Chief Emergildo Criollo told me how oil company executives helicoptered into his remote village and, speaking in Spanish - which the Cofan didn't understand - "purchased" drilling rights with trinkets and cheese. The Natives had never seen cheese. ("The cheese smelled funny, so we threw it in the jungle.")

After drilling began, Criollo's son went swimming in his usual watering hole, came up vomiting blood, and died.

I asked Chevron about the wave of poisonings and deaths. According to an independent report, 1,401 deaths, mostly of children, mostly from cancers, can be traced to Chevron's toxic dumping.

Chevron's lawyer told me, "And it's the only case of cancer in the world? How many cases of children with cancer do you have in the States? ... They have to prove that it is our crude," which, he noted with glee, "is absolutely impossible."

Big Oil treats indigenous blood like a cheap gasoline additive. That's why the Peruvians are up in arms. The Cofan of Ecuador, more sophisticated, and less violent, than their brothers in Peru, have taken no hostages. Rather, they have heavily armed themselves with lawyers.

But Chevron and its Big Oil brethren remain dismissive of the law.
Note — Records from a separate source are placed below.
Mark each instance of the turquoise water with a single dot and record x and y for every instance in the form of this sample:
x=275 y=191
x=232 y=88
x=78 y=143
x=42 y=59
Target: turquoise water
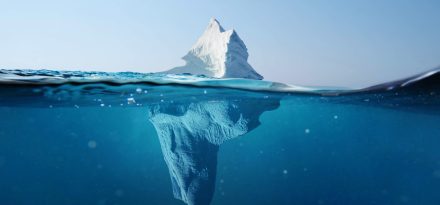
x=95 y=143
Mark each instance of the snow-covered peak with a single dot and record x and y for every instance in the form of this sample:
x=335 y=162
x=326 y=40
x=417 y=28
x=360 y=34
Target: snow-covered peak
x=218 y=53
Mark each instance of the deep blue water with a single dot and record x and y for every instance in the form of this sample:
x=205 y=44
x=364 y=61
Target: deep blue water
x=76 y=144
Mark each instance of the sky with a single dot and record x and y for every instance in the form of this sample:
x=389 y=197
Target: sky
x=318 y=43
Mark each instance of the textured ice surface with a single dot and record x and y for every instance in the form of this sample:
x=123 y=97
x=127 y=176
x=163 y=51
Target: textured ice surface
x=190 y=135
x=218 y=53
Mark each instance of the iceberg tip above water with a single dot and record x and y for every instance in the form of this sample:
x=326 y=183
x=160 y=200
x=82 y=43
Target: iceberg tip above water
x=218 y=53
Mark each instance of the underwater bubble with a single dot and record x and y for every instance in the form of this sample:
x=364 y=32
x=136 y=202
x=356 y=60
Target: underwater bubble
x=131 y=101
x=92 y=144
x=119 y=192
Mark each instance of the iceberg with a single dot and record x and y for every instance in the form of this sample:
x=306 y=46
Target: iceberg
x=190 y=134
x=218 y=53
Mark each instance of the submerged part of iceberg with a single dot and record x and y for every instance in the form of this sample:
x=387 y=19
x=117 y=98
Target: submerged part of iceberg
x=190 y=135
x=218 y=53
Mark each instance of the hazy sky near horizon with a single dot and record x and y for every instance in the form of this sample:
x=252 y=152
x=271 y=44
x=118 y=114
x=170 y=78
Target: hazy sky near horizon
x=334 y=43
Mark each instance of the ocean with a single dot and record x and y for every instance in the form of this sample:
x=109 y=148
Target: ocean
x=128 y=138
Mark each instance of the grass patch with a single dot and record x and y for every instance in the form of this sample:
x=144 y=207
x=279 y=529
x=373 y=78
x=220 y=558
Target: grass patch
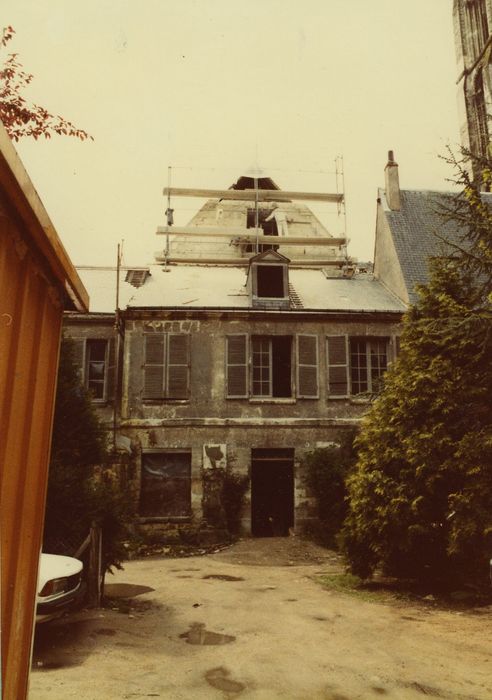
x=390 y=590
x=370 y=591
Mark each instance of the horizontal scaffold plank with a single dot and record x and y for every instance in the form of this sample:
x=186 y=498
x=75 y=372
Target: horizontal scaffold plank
x=253 y=195
x=247 y=235
x=238 y=262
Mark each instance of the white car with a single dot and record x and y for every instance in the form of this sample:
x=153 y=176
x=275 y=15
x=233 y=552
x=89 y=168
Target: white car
x=59 y=585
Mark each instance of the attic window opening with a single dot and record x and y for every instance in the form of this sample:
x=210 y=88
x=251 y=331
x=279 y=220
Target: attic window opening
x=269 y=228
x=270 y=281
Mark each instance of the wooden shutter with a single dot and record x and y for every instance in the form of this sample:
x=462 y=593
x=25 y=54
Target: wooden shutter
x=237 y=366
x=78 y=349
x=396 y=346
x=111 y=369
x=154 y=349
x=337 y=361
x=307 y=366
x=178 y=365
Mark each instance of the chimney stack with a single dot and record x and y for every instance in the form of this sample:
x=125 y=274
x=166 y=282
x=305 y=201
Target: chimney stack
x=392 y=183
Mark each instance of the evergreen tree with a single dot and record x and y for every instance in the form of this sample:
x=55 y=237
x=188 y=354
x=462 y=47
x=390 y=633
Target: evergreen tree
x=81 y=488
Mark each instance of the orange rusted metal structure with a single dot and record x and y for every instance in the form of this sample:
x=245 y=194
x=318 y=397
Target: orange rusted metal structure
x=37 y=282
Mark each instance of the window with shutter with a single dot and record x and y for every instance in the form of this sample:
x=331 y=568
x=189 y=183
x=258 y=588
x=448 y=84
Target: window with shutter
x=154 y=364
x=337 y=363
x=368 y=363
x=178 y=366
x=166 y=365
x=78 y=347
x=96 y=368
x=111 y=374
x=307 y=367
x=237 y=366
x=271 y=366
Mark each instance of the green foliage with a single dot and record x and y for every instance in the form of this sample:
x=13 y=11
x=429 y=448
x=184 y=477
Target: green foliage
x=20 y=117
x=420 y=499
x=78 y=493
x=326 y=473
x=223 y=498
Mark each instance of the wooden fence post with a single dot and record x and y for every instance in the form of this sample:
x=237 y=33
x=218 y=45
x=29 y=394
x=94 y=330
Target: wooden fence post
x=94 y=576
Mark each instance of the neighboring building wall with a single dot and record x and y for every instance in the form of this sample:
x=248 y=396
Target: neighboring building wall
x=387 y=267
x=472 y=24
x=95 y=353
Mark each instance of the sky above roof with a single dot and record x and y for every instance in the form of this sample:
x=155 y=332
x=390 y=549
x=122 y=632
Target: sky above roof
x=213 y=87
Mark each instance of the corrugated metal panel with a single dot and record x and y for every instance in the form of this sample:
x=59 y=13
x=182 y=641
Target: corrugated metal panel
x=29 y=352
x=35 y=276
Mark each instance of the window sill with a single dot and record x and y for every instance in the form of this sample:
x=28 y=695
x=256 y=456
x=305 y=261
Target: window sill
x=148 y=519
x=272 y=399
x=158 y=402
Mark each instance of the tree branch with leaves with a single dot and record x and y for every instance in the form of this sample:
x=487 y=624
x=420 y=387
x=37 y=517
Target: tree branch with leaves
x=20 y=117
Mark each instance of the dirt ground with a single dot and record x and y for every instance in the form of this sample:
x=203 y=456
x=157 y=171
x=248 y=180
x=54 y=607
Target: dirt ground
x=252 y=621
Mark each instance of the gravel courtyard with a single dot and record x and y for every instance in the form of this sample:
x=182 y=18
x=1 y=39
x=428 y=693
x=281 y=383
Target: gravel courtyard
x=252 y=622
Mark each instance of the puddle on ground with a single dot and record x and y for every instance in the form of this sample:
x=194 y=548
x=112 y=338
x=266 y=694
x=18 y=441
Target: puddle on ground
x=125 y=590
x=105 y=631
x=224 y=577
x=424 y=689
x=197 y=634
x=219 y=678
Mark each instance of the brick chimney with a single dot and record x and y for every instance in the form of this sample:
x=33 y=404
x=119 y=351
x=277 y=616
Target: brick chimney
x=392 y=183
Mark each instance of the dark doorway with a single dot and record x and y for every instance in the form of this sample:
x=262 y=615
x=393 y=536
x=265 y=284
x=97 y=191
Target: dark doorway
x=272 y=492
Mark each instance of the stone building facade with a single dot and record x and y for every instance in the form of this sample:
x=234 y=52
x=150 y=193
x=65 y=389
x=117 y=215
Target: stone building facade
x=250 y=342
x=472 y=28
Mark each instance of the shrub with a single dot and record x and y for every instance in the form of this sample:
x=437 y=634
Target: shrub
x=326 y=472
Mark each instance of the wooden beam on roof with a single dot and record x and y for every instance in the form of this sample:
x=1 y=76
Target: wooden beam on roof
x=246 y=235
x=253 y=195
x=244 y=262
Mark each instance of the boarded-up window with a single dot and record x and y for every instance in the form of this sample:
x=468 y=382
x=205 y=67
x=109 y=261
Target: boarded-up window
x=307 y=366
x=165 y=484
x=166 y=365
x=237 y=366
x=337 y=363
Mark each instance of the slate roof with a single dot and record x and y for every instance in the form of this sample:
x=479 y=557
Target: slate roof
x=414 y=228
x=197 y=286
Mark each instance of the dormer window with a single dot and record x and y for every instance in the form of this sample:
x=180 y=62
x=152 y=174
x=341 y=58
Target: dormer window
x=269 y=280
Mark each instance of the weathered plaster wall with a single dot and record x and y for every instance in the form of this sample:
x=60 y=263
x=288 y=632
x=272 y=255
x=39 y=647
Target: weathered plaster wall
x=208 y=346
x=209 y=418
x=386 y=265
x=239 y=442
x=92 y=327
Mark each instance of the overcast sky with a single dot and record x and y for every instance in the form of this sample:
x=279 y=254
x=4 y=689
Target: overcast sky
x=211 y=87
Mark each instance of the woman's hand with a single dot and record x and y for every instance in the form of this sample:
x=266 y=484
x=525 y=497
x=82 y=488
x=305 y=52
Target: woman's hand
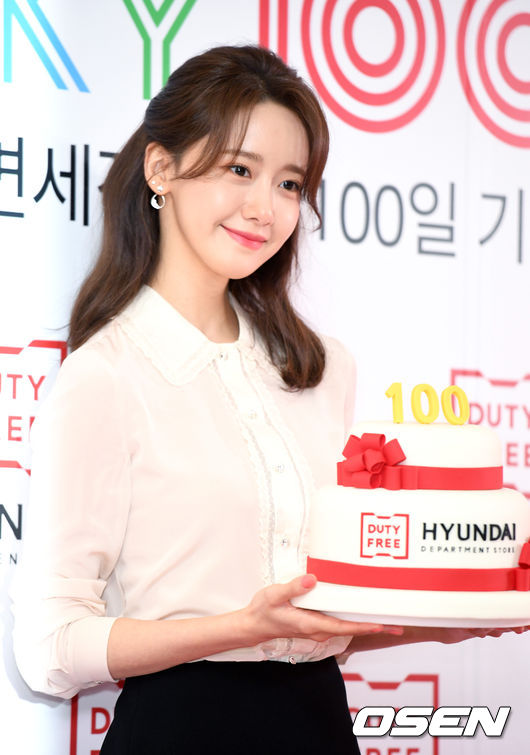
x=271 y=615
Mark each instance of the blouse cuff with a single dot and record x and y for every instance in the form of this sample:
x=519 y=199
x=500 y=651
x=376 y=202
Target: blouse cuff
x=87 y=650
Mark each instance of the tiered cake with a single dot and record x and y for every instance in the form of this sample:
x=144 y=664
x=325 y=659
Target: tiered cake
x=420 y=531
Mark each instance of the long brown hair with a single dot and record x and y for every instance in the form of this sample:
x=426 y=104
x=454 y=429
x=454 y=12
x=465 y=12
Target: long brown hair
x=206 y=97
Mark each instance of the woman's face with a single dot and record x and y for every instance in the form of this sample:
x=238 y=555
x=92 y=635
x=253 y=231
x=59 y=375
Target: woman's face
x=231 y=220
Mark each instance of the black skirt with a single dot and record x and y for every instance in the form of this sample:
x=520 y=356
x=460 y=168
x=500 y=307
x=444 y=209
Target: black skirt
x=234 y=708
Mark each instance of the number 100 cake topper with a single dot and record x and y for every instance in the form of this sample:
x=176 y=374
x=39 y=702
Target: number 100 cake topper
x=395 y=392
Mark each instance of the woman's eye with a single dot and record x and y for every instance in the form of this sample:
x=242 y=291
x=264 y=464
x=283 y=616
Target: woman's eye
x=239 y=170
x=290 y=185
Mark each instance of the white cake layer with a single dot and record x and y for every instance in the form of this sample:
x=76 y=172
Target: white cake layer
x=440 y=445
x=419 y=528
x=420 y=607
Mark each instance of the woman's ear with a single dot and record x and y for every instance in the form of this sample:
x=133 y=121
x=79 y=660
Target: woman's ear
x=156 y=162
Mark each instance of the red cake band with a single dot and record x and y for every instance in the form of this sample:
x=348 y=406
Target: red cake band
x=399 y=578
x=373 y=463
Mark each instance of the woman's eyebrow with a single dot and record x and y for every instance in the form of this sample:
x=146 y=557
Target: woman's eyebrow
x=258 y=158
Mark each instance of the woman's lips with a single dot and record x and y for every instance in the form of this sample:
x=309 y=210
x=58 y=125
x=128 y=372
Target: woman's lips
x=250 y=240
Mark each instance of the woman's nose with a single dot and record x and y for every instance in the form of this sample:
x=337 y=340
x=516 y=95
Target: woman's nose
x=259 y=204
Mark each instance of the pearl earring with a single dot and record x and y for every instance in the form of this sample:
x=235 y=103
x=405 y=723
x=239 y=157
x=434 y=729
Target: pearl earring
x=158 y=201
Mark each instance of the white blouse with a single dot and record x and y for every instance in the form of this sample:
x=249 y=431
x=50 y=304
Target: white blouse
x=171 y=478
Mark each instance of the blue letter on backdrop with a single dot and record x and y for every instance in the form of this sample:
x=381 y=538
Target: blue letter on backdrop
x=12 y=10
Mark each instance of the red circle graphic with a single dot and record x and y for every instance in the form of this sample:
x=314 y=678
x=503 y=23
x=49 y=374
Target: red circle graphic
x=515 y=113
x=373 y=98
x=500 y=102
x=521 y=19
x=374 y=69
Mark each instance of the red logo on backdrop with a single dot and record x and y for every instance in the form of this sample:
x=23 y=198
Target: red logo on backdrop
x=384 y=535
x=381 y=82
x=504 y=405
x=372 y=95
x=495 y=91
x=91 y=714
x=414 y=689
x=26 y=375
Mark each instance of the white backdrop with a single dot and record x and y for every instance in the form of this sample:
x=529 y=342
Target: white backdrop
x=422 y=267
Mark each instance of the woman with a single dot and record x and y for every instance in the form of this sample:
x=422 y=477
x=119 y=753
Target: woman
x=174 y=461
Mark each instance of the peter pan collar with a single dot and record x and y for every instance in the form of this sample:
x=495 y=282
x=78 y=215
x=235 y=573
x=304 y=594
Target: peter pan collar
x=177 y=348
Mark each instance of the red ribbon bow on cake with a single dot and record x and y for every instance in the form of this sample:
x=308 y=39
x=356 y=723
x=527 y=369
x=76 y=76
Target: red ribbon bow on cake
x=371 y=462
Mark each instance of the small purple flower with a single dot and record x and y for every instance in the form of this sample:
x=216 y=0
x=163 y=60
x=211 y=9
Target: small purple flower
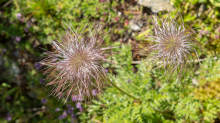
x=219 y=30
x=104 y=14
x=74 y=98
x=206 y=32
x=17 y=38
x=68 y=105
x=9 y=118
x=202 y=31
x=32 y=20
x=80 y=98
x=18 y=15
x=78 y=105
x=70 y=110
x=57 y=109
x=42 y=81
x=94 y=92
x=29 y=24
x=106 y=70
x=116 y=18
x=101 y=1
x=61 y=117
x=102 y=20
x=37 y=65
x=26 y=29
x=73 y=116
x=8 y=97
x=65 y=113
x=44 y=101
x=217 y=37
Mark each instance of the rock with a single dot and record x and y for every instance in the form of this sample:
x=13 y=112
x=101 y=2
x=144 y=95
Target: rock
x=157 y=5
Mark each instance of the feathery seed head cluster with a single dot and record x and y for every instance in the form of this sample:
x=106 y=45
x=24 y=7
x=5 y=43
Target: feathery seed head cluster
x=175 y=45
x=75 y=66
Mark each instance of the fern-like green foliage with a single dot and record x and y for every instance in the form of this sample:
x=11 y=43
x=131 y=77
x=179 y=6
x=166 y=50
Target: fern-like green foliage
x=162 y=101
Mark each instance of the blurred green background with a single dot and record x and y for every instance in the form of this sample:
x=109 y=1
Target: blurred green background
x=27 y=26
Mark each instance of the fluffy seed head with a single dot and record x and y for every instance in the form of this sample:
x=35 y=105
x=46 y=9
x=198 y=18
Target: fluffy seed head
x=75 y=66
x=175 y=45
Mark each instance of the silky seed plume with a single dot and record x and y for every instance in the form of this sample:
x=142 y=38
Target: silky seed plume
x=75 y=66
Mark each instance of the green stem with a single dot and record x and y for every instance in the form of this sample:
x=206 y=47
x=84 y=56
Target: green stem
x=113 y=84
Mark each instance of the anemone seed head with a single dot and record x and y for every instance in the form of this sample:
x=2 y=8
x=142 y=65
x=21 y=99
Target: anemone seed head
x=174 y=45
x=75 y=66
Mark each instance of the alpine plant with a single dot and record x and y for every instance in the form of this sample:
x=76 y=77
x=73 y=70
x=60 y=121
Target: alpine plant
x=75 y=67
x=175 y=45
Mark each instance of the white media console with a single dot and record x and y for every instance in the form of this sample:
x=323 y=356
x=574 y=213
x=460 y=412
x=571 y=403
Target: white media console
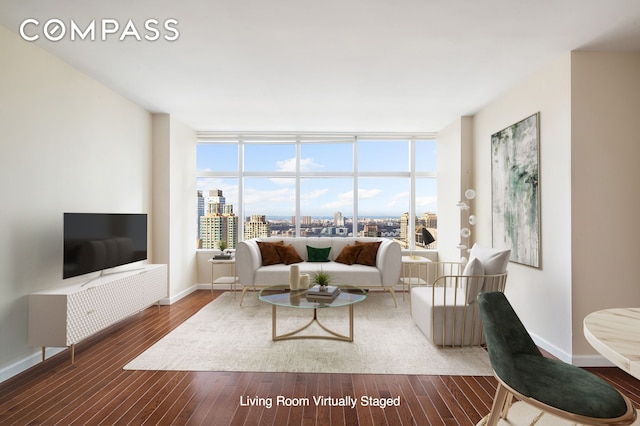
x=65 y=316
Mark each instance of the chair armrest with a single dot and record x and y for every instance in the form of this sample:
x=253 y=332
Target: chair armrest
x=248 y=260
x=389 y=262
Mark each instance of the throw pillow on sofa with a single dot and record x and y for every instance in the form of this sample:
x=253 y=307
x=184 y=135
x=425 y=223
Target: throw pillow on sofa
x=368 y=253
x=288 y=254
x=349 y=254
x=315 y=254
x=269 y=253
x=472 y=281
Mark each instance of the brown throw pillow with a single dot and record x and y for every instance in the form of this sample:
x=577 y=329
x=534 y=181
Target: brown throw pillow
x=367 y=255
x=269 y=253
x=289 y=255
x=349 y=254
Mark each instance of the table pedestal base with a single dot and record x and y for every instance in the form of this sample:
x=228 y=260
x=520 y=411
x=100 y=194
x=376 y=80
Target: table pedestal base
x=295 y=334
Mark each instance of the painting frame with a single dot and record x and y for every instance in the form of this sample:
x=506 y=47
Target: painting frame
x=515 y=190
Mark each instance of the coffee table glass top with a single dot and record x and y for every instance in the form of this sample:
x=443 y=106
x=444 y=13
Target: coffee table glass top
x=281 y=295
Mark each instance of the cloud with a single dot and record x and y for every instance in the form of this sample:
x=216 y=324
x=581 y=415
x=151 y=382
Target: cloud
x=306 y=165
x=400 y=199
x=344 y=199
x=426 y=203
x=368 y=193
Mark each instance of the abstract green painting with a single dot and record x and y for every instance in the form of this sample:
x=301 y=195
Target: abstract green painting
x=515 y=191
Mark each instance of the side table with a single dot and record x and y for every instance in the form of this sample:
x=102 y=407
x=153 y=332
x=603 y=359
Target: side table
x=411 y=266
x=227 y=280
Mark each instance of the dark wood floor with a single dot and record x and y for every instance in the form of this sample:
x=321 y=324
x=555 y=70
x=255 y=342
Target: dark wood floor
x=96 y=390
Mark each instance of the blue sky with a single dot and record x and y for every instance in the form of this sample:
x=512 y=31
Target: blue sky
x=327 y=191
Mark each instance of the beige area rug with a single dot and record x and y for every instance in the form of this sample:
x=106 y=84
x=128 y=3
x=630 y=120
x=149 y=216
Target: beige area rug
x=223 y=336
x=523 y=414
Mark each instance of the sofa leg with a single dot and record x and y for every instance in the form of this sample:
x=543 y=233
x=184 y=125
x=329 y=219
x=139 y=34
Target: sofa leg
x=393 y=294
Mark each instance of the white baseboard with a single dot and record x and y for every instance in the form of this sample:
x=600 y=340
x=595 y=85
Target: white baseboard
x=577 y=360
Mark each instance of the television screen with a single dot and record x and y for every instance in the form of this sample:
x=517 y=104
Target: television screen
x=99 y=241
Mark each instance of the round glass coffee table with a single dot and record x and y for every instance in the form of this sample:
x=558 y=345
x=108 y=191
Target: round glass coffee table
x=282 y=296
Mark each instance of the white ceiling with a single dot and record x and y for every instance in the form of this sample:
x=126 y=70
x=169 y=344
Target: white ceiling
x=329 y=65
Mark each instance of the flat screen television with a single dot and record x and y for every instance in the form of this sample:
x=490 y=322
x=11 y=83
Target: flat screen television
x=98 y=241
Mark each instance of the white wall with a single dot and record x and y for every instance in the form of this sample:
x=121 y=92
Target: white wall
x=542 y=297
x=67 y=144
x=589 y=103
x=454 y=178
x=174 y=194
x=606 y=185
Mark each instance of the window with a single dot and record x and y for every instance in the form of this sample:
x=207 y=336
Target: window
x=317 y=185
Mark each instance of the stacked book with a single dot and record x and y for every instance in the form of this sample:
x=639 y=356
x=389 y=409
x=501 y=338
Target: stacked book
x=318 y=294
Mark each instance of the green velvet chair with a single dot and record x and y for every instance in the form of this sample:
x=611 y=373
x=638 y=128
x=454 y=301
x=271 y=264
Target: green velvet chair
x=550 y=385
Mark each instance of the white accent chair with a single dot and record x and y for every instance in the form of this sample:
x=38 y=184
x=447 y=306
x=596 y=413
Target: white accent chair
x=446 y=310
This week, Shell Oil, to get rid of a nasty PR problem paid $15 million to the Ogoni people and the family of Ken Saro-Wiwa for the oil giant's alleged role in the killing of Wiwa and his associates, activists who had defended these Niger Delta people against drilling contamination. Shell pocketed $31 billion last year in profits and hopes the payoff will clear the way for a drilling partnership with Nigeria's government.

Congratulations, Shell. $15 million: For a license to kill and drill, that's quite a bargain.